The Secondary Set of
Question is:
· What does the majority culture have that we want?
· What does the majority culture have that we don't
want?
· What do we have that we want to keep?
Unit
I: Comparison of Students' Reality with Others
Purpose: To create an awareness that
there are alternatives.
Unit
II: North to Freedom? (The Negro in the North)
Purpose: To help the students see
clearly the conditions of the Negro in the North, and see
that
migration to the North is not a basic solution.
Unit
III: Examining the Apparent Reality (The "Better Life"
That Whites Have)
Purpose: To find out what the whites'
"better life" is really like, and what it costs them.
Unit
IV: Introducing the Power Structure
Purpose:
To create an awareness that some people profit by
the pain of others or by
misleading them.
To create an awareness that some people make
decisions that profoundly affect
others (i.e., bare power).
To develop the concept of "political
power."
Unit
V. The Poor Negro, The Poor White, and Their Fears
Purpose:
To indicate that the "power structure"
derives its power, in the final analysis, by
playing upon the
fears of the people - Negro and white.
To come to an understanding of these fears - what
has helped them to produce them
and what they, in turn, have
produced, namely, the myths, the lies, the system.

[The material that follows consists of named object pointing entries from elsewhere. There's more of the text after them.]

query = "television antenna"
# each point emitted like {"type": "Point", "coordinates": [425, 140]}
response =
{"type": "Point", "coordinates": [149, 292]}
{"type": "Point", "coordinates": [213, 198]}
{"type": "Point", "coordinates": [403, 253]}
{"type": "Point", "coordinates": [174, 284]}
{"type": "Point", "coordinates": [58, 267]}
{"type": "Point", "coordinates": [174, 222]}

To grasp the deeper effects of the system we have
produced and have allowed to
continue, the deep psychological damage to Negroes and whites
Unit
VI: Material Things and Soul Things
Purpose:
To develop insights about the inadequacies of pure
materialism.
To develop some elementary concepts of a new
society.
Unit
VII: The Movement
Purpose: To grasp the significance
of direct action and of political action as instruments of
social change.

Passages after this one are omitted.